St. Louis Elects First Black Female Mayor

St. LOUIS – Tishaura Jones, running on a promise to reform and revitalize her city, has become the first Black woman elected mayor of St. Louis.
As previously reported by The Well News, this year’s mayoral race featured a new, nonpartisan voting system that was approved by voters in November.
Under the new system, residents could vote for as many candidates as they wanted in municipal primaries and the top two vote-getters moved on to the general election.
On Tuesday, Jones defeated Alderwoman Cara Spencer in the general election by an unofficial margin of 2,280 votes, according to the city’s election board. She will be sworn in on April 20.
In her victory speech, Jones, currently the city’s treasurer, said she sees her election as “an opportunity for us to rise.”
“I told you when I was running that we aren’t done avoiding tough conversations. We are done ignoring the racism that has held our city and our region back,” she added.
In conceding to Jones, Spencer assured her “you have my support in making St. Louis the great city we know it can be.”
Jones comes into office amid the COVID-19 pandemic, two disturbances within two months at the city jail, a significant increase in homicides in 2020, and a population decline.
“As a city, we’ve been surviving. We’ve suffered disinvestments, decades of violence, broken promises from our city’s leaders, who have bowed to the will of special interests and insider dealings,” Jones said. “It’s time for St. Louis to thrive.”
In an appearance on MSNBC Wednesday night, Jones, a single mother, said she ran so that her 13-year-old son could walk safely across the street to visit his grandfather, “without being shot at or having a gun pointed at him, which has happened.”
In addition to curbing such violence, Jones said she is also committed to bringing jobs back to St.
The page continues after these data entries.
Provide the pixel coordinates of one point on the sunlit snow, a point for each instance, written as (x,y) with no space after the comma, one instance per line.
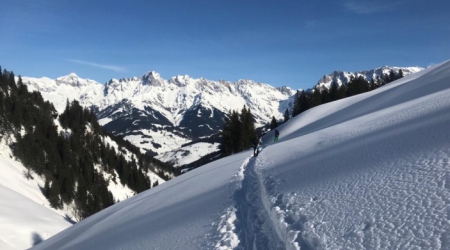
(366,172)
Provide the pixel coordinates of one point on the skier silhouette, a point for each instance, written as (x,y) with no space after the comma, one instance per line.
(277,133)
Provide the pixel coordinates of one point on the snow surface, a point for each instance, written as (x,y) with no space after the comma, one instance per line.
(188,154)
(367,172)
(26,217)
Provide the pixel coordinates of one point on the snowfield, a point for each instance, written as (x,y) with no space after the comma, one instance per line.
(26,217)
(367,172)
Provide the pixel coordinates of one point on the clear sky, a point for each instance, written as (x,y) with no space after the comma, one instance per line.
(282,42)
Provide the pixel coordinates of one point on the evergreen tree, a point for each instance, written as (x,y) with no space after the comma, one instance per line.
(316,97)
(334,87)
(297,105)
(342,92)
(325,93)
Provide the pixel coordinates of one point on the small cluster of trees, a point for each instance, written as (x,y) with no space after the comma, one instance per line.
(72,162)
(238,131)
(320,95)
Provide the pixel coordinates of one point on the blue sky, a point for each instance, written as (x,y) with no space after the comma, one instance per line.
(291,43)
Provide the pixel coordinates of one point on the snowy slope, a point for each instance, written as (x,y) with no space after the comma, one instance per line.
(370,171)
(343,77)
(26,217)
(188,154)
(160,115)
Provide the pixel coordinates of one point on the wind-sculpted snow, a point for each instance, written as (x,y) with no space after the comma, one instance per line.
(367,172)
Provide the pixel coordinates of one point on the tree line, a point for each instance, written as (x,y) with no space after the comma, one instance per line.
(238,132)
(304,100)
(72,160)
(239,129)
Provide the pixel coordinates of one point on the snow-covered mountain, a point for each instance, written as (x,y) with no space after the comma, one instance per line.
(26,214)
(160,115)
(342,77)
(367,172)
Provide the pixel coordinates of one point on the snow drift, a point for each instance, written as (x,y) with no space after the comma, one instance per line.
(371,171)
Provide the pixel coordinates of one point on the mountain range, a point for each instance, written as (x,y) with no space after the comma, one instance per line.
(369,171)
(161,116)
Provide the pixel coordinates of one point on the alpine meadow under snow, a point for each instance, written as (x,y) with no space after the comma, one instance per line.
(366,172)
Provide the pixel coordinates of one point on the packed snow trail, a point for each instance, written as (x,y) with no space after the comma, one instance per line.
(375,177)
(255,227)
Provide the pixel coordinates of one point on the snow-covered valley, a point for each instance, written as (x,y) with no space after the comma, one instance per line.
(370,171)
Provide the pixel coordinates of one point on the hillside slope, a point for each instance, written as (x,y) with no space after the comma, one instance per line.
(369,171)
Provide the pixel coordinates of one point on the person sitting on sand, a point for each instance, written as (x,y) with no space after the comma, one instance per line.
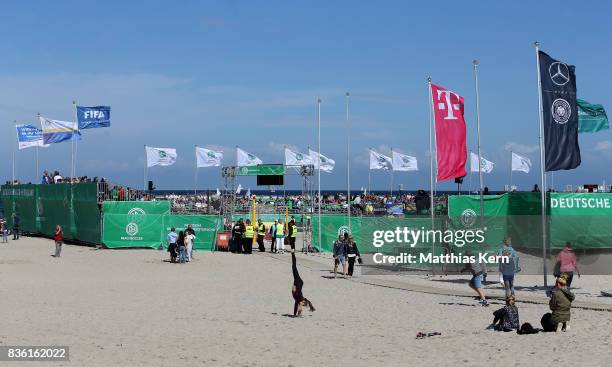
(296,290)
(507,317)
(560,304)
(478,270)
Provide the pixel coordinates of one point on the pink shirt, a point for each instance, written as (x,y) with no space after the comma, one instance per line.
(567,260)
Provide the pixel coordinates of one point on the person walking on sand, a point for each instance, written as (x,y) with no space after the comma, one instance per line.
(58,237)
(172,237)
(566,261)
(560,304)
(279,237)
(180,243)
(352,254)
(189,237)
(190,231)
(296,291)
(478,270)
(340,254)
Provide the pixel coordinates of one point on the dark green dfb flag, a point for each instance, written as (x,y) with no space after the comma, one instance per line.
(560,113)
(591,117)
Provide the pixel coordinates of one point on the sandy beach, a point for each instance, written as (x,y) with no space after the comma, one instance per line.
(131,308)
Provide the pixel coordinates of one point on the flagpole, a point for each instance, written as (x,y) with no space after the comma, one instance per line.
(348,161)
(319,165)
(431,199)
(392,172)
(12,183)
(542,164)
(475,63)
(195,179)
(145,171)
(72,147)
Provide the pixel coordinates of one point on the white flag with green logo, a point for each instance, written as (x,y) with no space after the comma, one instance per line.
(403,162)
(380,161)
(244,158)
(520,163)
(293,158)
(208,157)
(160,156)
(485,165)
(327,164)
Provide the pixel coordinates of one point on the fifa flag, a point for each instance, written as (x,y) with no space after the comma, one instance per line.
(244,158)
(485,165)
(160,156)
(591,117)
(560,114)
(208,157)
(29,136)
(327,164)
(403,162)
(293,158)
(451,151)
(520,163)
(93,117)
(380,161)
(55,131)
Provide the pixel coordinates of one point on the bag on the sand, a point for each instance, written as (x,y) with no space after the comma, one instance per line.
(526,328)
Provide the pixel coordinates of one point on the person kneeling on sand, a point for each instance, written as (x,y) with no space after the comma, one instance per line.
(560,304)
(506,318)
(478,270)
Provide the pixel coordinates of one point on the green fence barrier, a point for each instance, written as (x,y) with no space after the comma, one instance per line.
(146,224)
(134,223)
(204,226)
(42,207)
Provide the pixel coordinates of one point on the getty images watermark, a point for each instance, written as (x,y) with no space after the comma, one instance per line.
(407,237)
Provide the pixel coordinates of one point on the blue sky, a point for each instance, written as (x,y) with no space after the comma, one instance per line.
(226,73)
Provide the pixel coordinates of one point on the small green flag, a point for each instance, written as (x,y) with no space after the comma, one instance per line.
(591,117)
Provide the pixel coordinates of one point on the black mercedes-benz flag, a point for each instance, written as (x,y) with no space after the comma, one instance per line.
(560,113)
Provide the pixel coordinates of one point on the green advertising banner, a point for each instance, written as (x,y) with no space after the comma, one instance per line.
(272,169)
(134,223)
(204,226)
(581,218)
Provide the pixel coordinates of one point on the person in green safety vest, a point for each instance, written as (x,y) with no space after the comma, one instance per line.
(247,241)
(279,237)
(261,235)
(292,232)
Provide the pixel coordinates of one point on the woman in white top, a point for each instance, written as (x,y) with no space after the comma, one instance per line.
(189,236)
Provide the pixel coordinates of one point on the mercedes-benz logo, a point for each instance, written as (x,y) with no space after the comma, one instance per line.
(559,73)
(561,111)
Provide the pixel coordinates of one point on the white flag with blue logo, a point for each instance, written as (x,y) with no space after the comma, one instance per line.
(294,158)
(380,161)
(244,158)
(327,164)
(55,131)
(485,165)
(93,117)
(160,156)
(403,162)
(29,136)
(208,157)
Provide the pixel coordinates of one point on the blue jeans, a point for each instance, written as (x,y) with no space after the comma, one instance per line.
(182,254)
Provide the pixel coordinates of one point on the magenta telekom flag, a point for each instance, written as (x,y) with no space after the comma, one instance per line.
(451,149)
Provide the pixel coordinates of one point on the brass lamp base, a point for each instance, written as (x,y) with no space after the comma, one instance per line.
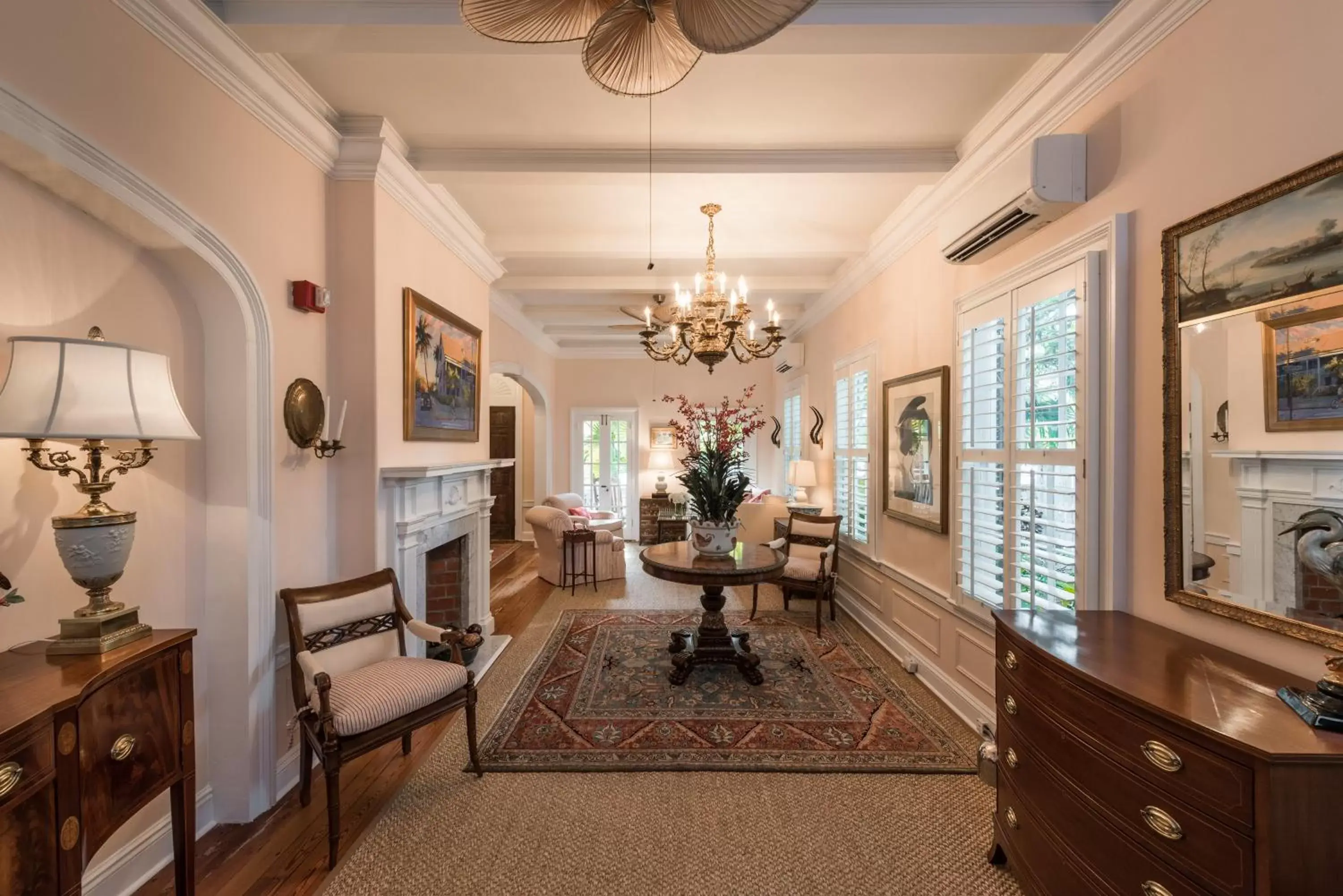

Louis, which has seens an exodus of residents in search of work in recent years.
“We need to provide opportunities for everyone to succeed, no matter their zip code, the color of their skin, who they love or how they worship,” she said.
Jones also pledged to disburse St. Louis’s share of federal funds in the latest COVID relief package, “with an eye towards equity.”
Her priorities, she said, will be to use the funds for rental and mortgage assistance, expanding small business grants, setting up new emergency shelters, and mass vaccination clinics.
In another interview, this one on CNN, she said her approach to city policing will be to invest more in treatments for substance abuse and mental health disorders and routing certain 911 calls to social workers and other licensed professionals.
Jones first ran for mayor in 2017, narrowly losing in a crowded Democratic primary to current St. Louis Mayor Lyda Krewson.
Krewson, the city’s first female mayor, announced last year she would not run for reelection and would retire at the end of her term.
Prior to being elected St. Louis’s treasurer, a post she’s held for eight years, Jones served two terms in the Missouri House of Representatives, during which she was the first Black woman selected to hold the position of assistant minority floor leader.